The application file must include the following material:
• A presentation or your artistic practice (300 words max)
• A description of your research project for the grant, specifying your approach to Nathalie Magnan’s work and the type of document identified in the Archives de la critique d’art collection (500 words max)
• A biography (300 words max)
• A CV (2 pages max)
• A portfolio presenting your work (10 pages max)
• An affidavit signed by the artist (document template to download from the online application page)
Schedule:
– Deadline for applications: 16 April 2025 at 2pm
– Shortlist of 5 candidates: April 2025
– Individual interviews: 10 June 2025
– Announcement of the laureate: mid-June 2025
Applications to be submitted online: https://candidatures.adagp.fr/index
For any questions, please contact: info@betonsalon.net.
Nathalie Magnan
Theoretician, director, journalist, webmistress, professor, activist, and navigator, Nathalie Magnan has played a central role in the diffusion of media theory and cyber-feminism in the United States and France since the 1990s. She studied at the Visual Studies Workshop in Rochester (New York) and at the University of California, Sant Cruz, where she encountered/frequented important theorists in Cultural, Gender and Queer Studies (notably Teresa de Lauretis, Helene Moglen, Jim Clifford and Donna Haraway, whose assistant she later became), she participated in the creation of the Los Angeles Gay and Lesbian Film Festival, of which she founded the Paris edition in 1994 (now the Paris Chéries-Chéris LGBTQIA & +++ Film Festival), and directed several films with Deep Dish TV, Paper Tiger Television and Canal déchaîné, as well as documentaries with Canal+ (including Lesborama in 1995). She was a professor at several French (Paris 1, Paris 3 and Paris 8) and American universities, then taught at the École nationale supérieure d’art de Dijon before joining Ensa in Bourges in 2007, where she developed a singular collaborative pedagogy influencing a whole generation of artists, researchers and hacktivists. Translator of Donna Haraway’s work in 2002 in Connexions. Art, réseaux, media (re-published in Manifeste Cyborg et autres essais, 2007), she published numerous articles in newspapers, specialized and activist magazines (Libération, Gai Pieds, Les lettres françaises), and (co-)edited several anthologies of texts on the relationship between art and media (La vidéo, entre art et communication, 1997). Member and co-moderator of the Faces and nettime.fr mailing lists, dedicated to gender, technology and arts, Nathalie Magnan has contributed to the emergence and recognition of tactical media communities, such as the Old Boys Network, the first international cyberfeminist alliance, and the Rencontres Zelig cycle.

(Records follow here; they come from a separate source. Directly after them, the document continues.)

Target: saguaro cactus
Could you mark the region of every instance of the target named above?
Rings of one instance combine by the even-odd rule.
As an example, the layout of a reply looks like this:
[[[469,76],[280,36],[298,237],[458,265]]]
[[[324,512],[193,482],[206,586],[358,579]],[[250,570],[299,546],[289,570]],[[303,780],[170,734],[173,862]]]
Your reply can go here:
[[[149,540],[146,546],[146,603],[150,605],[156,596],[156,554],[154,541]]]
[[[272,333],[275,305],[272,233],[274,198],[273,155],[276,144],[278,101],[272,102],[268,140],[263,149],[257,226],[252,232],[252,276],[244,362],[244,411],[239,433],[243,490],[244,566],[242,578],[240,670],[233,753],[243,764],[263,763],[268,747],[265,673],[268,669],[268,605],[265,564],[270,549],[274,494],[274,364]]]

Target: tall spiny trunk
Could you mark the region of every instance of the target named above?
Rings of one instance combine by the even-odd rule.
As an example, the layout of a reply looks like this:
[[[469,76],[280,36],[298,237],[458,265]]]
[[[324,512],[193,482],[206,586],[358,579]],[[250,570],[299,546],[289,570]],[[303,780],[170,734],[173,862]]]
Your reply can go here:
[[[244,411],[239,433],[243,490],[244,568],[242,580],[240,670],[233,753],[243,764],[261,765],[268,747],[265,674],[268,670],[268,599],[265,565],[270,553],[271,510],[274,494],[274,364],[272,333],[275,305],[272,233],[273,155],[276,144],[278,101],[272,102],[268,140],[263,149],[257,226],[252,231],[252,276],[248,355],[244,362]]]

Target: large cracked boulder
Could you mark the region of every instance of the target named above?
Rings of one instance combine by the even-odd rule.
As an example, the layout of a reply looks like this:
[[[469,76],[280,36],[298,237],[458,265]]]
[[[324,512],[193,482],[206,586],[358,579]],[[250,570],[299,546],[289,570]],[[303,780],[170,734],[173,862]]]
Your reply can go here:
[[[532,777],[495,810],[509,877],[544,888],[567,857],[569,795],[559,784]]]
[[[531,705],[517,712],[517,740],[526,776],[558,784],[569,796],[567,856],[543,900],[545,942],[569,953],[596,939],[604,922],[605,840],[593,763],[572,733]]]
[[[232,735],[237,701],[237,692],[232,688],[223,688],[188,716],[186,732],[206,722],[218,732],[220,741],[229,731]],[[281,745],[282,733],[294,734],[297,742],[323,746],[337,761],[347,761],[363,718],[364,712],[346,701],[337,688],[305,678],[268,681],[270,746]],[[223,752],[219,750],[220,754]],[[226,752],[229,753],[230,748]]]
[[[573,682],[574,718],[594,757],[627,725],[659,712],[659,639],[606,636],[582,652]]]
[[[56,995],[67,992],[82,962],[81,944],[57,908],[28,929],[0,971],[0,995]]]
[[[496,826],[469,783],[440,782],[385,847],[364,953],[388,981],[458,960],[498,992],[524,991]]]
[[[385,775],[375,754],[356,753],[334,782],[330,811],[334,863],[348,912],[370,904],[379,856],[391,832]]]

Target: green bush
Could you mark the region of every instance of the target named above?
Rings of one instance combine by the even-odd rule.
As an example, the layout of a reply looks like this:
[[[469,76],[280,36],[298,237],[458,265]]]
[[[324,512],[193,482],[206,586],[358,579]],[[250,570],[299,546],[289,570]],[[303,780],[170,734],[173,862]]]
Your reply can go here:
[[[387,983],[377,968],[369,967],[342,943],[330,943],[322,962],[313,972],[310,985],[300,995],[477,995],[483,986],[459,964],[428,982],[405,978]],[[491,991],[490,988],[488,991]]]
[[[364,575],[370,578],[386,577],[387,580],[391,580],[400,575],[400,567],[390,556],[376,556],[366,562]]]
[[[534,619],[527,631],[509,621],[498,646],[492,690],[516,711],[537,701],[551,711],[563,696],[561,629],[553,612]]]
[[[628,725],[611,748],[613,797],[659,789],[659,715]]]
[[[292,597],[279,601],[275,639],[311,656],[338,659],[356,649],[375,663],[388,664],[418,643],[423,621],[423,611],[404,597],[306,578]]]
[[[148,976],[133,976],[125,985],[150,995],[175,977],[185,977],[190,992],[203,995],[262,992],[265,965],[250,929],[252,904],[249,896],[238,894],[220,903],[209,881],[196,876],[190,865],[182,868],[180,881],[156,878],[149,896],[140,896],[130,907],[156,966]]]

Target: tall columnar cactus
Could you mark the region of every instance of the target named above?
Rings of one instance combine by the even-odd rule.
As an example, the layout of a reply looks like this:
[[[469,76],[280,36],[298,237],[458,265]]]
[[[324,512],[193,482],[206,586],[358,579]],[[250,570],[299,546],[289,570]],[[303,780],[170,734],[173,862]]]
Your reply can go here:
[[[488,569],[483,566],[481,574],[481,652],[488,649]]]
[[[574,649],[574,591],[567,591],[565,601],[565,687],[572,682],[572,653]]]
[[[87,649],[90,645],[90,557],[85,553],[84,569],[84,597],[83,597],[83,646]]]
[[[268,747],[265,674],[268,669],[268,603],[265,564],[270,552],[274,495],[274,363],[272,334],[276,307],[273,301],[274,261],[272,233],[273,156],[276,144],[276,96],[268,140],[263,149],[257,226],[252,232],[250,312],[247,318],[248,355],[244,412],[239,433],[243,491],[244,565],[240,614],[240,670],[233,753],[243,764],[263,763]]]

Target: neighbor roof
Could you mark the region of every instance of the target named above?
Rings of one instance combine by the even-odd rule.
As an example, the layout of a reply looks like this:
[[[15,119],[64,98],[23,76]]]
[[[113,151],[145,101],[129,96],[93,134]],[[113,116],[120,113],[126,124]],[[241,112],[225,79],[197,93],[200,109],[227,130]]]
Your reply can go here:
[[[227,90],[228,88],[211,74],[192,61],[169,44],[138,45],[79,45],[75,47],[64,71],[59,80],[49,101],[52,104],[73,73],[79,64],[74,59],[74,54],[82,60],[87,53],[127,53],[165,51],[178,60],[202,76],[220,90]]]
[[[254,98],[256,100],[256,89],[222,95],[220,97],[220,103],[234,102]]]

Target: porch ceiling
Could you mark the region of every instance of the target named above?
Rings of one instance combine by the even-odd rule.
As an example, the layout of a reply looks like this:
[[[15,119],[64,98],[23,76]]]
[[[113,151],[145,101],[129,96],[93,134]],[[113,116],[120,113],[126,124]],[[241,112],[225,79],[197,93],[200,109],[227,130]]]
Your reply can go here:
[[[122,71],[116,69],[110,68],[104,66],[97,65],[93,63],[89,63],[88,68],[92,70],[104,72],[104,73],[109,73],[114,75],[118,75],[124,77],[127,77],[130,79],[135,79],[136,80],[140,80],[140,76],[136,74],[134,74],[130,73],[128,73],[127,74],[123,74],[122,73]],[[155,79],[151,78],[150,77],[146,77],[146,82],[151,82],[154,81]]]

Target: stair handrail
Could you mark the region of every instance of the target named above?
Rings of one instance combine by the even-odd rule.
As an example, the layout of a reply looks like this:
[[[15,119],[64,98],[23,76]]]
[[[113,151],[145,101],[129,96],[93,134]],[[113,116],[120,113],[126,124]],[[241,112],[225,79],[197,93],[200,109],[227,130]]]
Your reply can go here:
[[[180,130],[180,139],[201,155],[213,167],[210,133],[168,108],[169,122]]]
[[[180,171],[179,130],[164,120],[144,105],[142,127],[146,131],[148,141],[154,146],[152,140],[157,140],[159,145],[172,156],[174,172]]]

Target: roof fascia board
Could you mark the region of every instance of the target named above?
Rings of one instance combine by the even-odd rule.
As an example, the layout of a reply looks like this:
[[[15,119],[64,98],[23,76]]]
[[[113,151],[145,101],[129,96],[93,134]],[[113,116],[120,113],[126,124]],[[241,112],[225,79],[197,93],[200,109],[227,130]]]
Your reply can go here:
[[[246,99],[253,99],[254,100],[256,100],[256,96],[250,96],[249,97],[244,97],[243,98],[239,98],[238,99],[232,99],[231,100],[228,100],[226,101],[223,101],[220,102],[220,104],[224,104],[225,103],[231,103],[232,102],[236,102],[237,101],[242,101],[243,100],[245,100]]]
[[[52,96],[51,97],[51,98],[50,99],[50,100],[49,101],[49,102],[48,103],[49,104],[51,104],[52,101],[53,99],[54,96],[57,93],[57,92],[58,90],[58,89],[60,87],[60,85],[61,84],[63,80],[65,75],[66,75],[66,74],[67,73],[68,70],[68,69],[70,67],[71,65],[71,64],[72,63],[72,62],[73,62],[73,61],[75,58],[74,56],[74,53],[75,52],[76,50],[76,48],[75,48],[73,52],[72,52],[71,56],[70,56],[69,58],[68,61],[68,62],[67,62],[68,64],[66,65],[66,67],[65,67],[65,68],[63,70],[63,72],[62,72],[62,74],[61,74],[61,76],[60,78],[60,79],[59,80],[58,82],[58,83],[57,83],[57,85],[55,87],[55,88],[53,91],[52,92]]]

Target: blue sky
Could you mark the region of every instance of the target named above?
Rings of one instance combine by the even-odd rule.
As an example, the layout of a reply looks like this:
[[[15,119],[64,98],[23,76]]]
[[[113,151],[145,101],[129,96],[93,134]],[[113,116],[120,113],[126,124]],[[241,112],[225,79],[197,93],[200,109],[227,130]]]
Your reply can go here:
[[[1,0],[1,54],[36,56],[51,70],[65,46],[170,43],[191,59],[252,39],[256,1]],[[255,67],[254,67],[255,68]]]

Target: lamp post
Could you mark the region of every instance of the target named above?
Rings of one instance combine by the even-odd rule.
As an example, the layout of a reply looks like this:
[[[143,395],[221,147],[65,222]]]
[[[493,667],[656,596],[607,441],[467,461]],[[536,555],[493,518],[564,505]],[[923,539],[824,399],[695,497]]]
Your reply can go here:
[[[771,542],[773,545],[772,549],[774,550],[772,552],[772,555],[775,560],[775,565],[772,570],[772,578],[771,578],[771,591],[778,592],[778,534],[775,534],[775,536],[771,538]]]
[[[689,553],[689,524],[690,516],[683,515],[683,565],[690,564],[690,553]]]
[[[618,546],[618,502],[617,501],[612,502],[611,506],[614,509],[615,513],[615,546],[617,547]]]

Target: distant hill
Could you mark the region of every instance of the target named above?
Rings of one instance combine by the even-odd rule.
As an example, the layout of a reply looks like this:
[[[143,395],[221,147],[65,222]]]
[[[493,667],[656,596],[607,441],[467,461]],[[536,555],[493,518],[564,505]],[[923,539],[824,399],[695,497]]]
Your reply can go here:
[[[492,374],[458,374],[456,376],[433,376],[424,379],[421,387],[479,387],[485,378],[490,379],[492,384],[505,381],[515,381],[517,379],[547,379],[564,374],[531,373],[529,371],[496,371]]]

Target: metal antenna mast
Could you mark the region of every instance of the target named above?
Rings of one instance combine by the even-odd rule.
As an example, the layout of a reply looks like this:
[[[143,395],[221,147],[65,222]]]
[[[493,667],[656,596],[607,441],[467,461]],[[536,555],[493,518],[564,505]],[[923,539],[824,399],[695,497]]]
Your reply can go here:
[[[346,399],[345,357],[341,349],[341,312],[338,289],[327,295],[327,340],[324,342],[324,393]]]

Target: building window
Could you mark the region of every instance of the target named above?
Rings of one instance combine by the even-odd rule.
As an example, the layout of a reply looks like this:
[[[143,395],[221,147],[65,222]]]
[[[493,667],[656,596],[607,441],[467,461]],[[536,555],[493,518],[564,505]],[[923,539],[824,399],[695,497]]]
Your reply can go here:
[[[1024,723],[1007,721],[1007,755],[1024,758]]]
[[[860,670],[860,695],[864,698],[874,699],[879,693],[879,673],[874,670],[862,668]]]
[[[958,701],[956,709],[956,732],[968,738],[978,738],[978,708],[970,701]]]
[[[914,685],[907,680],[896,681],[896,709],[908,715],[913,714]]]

Her commitment and multi-disciplinary work have unceasingly brought together previously distant fields of research, and created transnational networks and physical and digital spaces of expression designed by and for often marginalized communities and cybercultures. This is borne out by the profusion and diversity of her collection at the Archives de la critique d’art – gathering catalogs (of festivals, cultural events, exhibitions), photocopies of articles, annotated source texts, symposium programs, lecture notes, video scripts, research files, films, research notebooks, activist fanzines, rare diaries, ephemera, correspondence, personal photographs, and even a selection of miniature objects – where the different facets of her life meet and the rhizomes that continue to form around her prolific work emerge.
The files of Nathalie Magnan collection can be consulted on the Calames catalog, which lists the archives held by the Archives de la critique d’art, under the section “Critiques d’art”.
ADAGP – Société française des auteurs des arts visuels and Bétonsalon – center d’art et de recherche (Paris), in partnership with Archives de la critique d’art (Rennes).
Artists in residence at Bétonsalon receive support from the 40mcube art center through the artist for ever training platform.